Now I had to pick a pattern and here I had a conundrum.  The Parasol Protectorate is set in the 1870s, but the bodice length and style on the Manga cover appears more 1880s to me.  I decided to go 1880s for this outfit, since I felt it fit the image on the cover more even though author sets the books in the 1870s.  I based my underskirt/petticoat layer on the Truly Victorian TV261-R.  Since this simple base would be easily altered to fit the image on the cover and still full enough in the back to give that satisfying bustle skirt swish!

I used to completely plain view (no ruffle and no bustling) and made it out of white cotton.  I then added 2 layers of really narrow ruffles.  To keep the ruffles simple, cut the ruffles from the selvage of the cotton so there are no seams and no hems!  I used the pattern with no alterations for this layer, including all the darts to make this layer smooth over the waist of the corset.

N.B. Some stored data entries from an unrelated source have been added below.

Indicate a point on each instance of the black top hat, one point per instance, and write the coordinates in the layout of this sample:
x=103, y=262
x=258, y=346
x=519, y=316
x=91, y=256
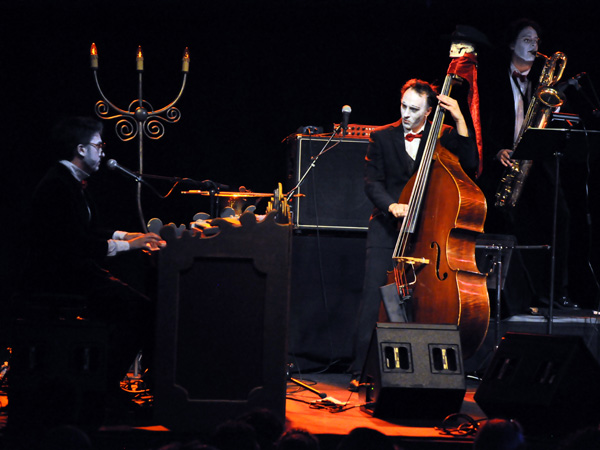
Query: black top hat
x=469, y=34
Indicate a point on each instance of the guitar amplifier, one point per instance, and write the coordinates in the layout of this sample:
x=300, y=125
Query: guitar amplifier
x=331, y=196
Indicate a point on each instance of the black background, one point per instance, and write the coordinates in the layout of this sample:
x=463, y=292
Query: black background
x=258, y=71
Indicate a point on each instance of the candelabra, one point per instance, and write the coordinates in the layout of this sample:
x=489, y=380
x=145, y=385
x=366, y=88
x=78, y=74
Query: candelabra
x=140, y=118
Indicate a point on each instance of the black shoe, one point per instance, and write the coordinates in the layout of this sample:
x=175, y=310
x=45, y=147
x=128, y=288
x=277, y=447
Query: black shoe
x=354, y=383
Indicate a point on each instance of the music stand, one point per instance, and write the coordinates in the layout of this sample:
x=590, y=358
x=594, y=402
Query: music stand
x=539, y=144
x=494, y=260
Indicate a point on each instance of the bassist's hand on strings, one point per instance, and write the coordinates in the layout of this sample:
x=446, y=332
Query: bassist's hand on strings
x=398, y=209
x=504, y=156
x=451, y=105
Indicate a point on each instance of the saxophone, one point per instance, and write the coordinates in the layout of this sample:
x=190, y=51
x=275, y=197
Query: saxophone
x=544, y=100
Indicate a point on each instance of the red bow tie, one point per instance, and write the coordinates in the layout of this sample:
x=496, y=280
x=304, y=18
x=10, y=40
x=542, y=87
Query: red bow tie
x=519, y=76
x=410, y=136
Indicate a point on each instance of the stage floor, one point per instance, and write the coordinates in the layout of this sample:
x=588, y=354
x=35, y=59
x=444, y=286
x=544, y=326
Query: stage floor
x=342, y=413
x=333, y=418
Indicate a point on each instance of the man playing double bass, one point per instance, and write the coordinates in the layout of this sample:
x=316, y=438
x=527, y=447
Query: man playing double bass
x=393, y=156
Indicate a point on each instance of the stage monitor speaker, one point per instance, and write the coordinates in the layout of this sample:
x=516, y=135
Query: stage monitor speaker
x=332, y=194
x=413, y=371
x=549, y=383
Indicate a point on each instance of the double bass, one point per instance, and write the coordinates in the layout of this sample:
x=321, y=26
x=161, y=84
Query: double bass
x=434, y=258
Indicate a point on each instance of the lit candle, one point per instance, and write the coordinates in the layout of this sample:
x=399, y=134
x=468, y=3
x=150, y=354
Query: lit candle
x=186, y=61
x=94, y=56
x=140, y=59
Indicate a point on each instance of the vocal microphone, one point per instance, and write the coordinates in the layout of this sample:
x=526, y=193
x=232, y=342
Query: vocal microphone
x=346, y=110
x=573, y=81
x=112, y=165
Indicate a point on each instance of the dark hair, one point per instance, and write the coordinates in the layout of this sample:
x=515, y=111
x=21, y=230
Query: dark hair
x=297, y=439
x=421, y=87
x=71, y=132
x=515, y=27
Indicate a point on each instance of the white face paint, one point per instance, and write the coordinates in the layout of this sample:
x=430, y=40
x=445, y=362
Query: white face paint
x=526, y=45
x=414, y=110
x=91, y=155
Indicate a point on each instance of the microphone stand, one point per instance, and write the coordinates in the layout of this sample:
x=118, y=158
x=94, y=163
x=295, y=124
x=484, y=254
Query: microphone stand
x=314, y=160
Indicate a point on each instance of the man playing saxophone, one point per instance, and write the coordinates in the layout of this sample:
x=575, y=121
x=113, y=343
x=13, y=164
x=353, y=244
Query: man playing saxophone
x=506, y=95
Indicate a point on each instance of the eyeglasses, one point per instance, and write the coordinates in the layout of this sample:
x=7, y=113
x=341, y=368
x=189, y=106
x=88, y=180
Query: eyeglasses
x=99, y=146
x=528, y=41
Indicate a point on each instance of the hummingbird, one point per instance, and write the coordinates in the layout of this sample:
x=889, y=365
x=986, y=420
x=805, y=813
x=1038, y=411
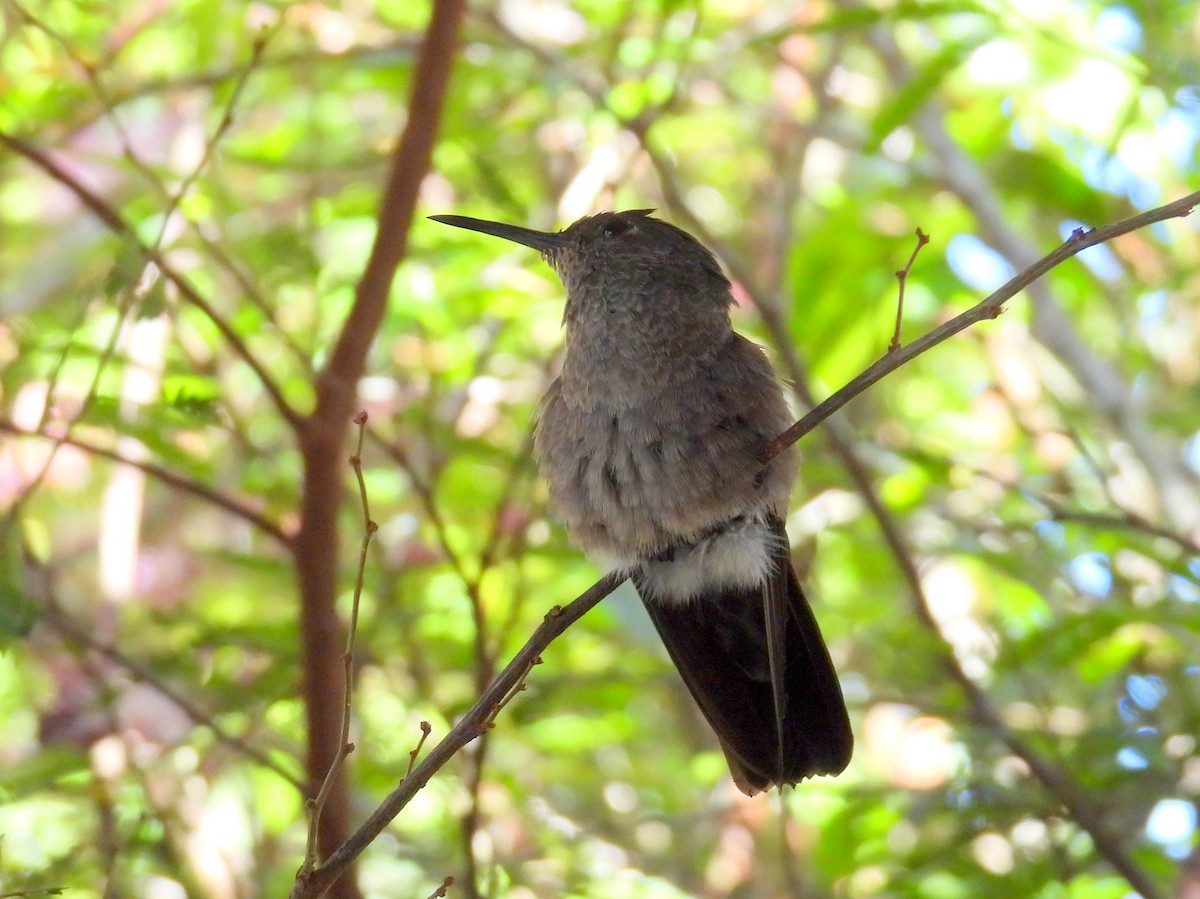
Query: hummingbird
x=652, y=443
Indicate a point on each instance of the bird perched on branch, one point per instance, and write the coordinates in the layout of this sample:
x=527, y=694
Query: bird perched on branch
x=653, y=441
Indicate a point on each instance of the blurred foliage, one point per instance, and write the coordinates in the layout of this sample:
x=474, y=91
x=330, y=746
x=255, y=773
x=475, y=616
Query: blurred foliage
x=1042, y=468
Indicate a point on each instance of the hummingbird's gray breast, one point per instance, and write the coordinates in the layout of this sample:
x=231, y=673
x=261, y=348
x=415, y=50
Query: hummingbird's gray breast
x=634, y=473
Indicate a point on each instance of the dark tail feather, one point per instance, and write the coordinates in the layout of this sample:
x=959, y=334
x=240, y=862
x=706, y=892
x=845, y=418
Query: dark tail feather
x=755, y=663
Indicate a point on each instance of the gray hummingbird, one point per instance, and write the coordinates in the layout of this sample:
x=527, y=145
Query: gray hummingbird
x=652, y=442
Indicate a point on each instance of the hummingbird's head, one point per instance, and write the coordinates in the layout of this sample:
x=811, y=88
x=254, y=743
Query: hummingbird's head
x=619, y=258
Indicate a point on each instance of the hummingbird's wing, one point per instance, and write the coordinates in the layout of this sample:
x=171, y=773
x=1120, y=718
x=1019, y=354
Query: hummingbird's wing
x=757, y=666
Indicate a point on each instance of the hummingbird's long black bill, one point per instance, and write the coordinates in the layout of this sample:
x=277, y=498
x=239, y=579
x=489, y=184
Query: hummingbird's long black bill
x=757, y=666
x=540, y=240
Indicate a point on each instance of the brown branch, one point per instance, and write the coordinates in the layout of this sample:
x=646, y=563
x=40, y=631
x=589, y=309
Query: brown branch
x=317, y=805
x=468, y=727
x=232, y=504
x=483, y=712
x=323, y=435
x=1053, y=778
x=990, y=307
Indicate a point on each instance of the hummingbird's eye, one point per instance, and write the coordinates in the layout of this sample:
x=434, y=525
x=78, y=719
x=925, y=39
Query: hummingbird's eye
x=613, y=227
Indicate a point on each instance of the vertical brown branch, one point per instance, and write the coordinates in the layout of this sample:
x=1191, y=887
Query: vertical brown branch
x=323, y=433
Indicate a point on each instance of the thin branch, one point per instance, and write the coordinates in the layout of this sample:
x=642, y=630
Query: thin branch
x=113, y=220
x=415, y=751
x=990, y=307
x=484, y=709
x=468, y=727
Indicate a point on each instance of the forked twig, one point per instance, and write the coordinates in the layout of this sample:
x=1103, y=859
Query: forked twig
x=345, y=745
x=903, y=279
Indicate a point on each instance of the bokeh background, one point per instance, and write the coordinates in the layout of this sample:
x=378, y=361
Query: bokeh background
x=1001, y=540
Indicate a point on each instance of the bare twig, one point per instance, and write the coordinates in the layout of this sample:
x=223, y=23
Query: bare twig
x=417, y=750
x=55, y=618
x=903, y=279
x=468, y=727
x=990, y=307
x=233, y=505
x=483, y=711
x=113, y=220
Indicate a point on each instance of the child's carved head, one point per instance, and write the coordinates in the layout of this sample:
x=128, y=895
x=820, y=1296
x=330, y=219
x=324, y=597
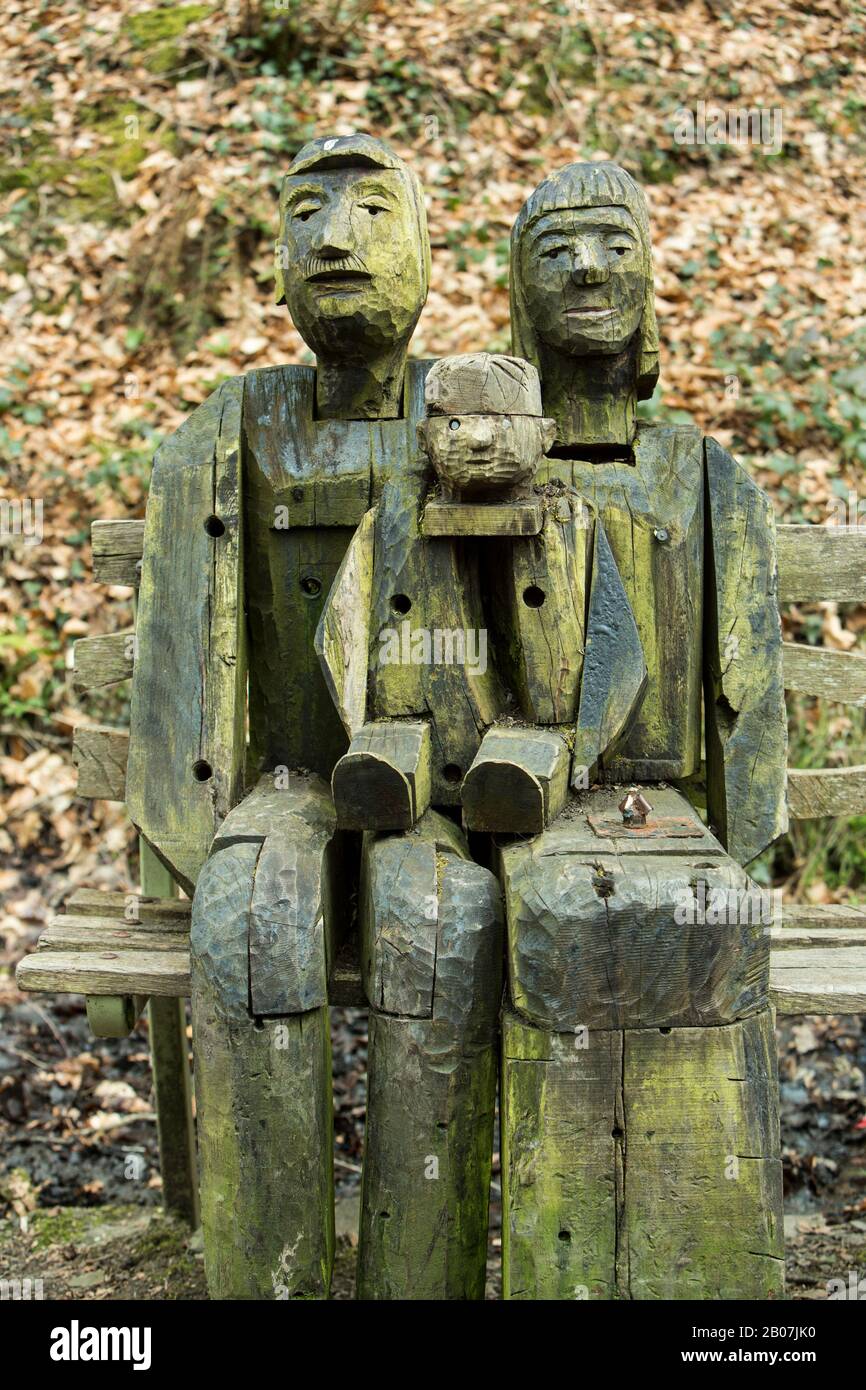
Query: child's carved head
x=484, y=430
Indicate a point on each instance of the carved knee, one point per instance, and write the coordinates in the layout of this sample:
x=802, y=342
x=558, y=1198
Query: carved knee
x=266, y=905
x=431, y=929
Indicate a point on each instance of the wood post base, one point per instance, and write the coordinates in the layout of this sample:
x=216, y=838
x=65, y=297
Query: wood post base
x=641, y=1164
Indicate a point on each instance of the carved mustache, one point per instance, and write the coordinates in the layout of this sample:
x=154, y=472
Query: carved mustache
x=327, y=267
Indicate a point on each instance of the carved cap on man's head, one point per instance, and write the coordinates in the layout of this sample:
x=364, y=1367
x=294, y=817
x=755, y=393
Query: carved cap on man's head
x=587, y=185
x=360, y=152
x=483, y=384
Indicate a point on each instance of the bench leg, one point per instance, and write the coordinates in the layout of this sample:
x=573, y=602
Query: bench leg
x=171, y=1082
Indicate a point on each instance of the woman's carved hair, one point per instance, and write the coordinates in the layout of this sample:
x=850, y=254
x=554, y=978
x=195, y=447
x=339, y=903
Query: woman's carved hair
x=587, y=185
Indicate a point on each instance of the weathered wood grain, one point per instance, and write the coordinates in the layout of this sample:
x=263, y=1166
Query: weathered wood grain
x=342, y=637
x=702, y=1212
x=171, y=1076
x=292, y=923
x=264, y=1109
x=431, y=951
x=103, y=660
x=615, y=669
x=309, y=484
x=114, y=1015
x=826, y=791
x=822, y=563
x=428, y=624
x=837, y=986
x=819, y=979
x=117, y=551
x=540, y=587
x=816, y=670
x=519, y=780
x=520, y=517
x=560, y=1107
x=652, y=512
x=382, y=783
x=186, y=745
x=106, y=972
x=100, y=755
x=617, y=1155
x=605, y=941
x=95, y=902
x=70, y=934
x=744, y=690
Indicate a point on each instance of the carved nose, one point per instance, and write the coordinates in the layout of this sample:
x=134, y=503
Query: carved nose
x=335, y=236
x=590, y=267
x=480, y=434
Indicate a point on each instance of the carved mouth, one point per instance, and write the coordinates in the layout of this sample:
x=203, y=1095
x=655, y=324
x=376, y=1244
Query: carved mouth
x=339, y=278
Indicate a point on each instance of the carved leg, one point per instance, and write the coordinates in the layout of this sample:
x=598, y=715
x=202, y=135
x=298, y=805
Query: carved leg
x=431, y=951
x=519, y=780
x=640, y=1111
x=263, y=1077
x=382, y=783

Once the white underskirt was done, I needed to make the overskirt.  I again used the plain TV261-R pattern, but with a bunch of alterations.  The back panel is cut exactly like the pattern.  Ruffles for the back were made with 3 times the width of the back panel, hemmed both top and bottom and then gathered onto the back piece before assembling the skirt.  The ruffles start a few inches down from the top, since I knew the top of the skirt would be covered by the bodice. The ruffles are are the same size, except for the bottom most one which is the same width in the center, but tapered to the sides as the center back of the skirt is longer to accommodate the bustle.
It was in the middle of cutting the skirt ruffles that I realized I had a problem.  I had bought 2 yards more silk than I though I needed, but had not realized how narrow the thai silk is!  I ran out of silk before I cut the main parts of the bodice or the side poufs!  I ordered more silk from my Bangkok Silks, but found that there is a lot of batch to batch variability in the color and I could not use any of the other silk that came in for this project! This silk was wonderful to work with, but in the future I will order way more than I need so I dont have this problem again!  I really did not want to have any of the ruffles a different color, so the bottom ruffle is really heavily pieced but I did manage to get the full skirt out of the teal silk.

The side panels and the front panels greatly expanded versions of the panel pieces from the TV261-R.  Since the image shows the skirt being strapped down and falling in gentle pleats down the front, the base pattern would not work.  This pattern is designed to give a very smooth look and so would be insufficient for the puffiness under the strapping.  Basically, I split both the side and front pattern pieces from top to bottom and widened the pattern pieces as much as a could while not piecing the panels (since piecing would be really obvious in the main skirt panels).  I then pleated the skirt rather than darting the skirt.  To keep the pleats flat under the bodice, I stitched down the top several inches of each pleat. You can see the sewn pleats to the left.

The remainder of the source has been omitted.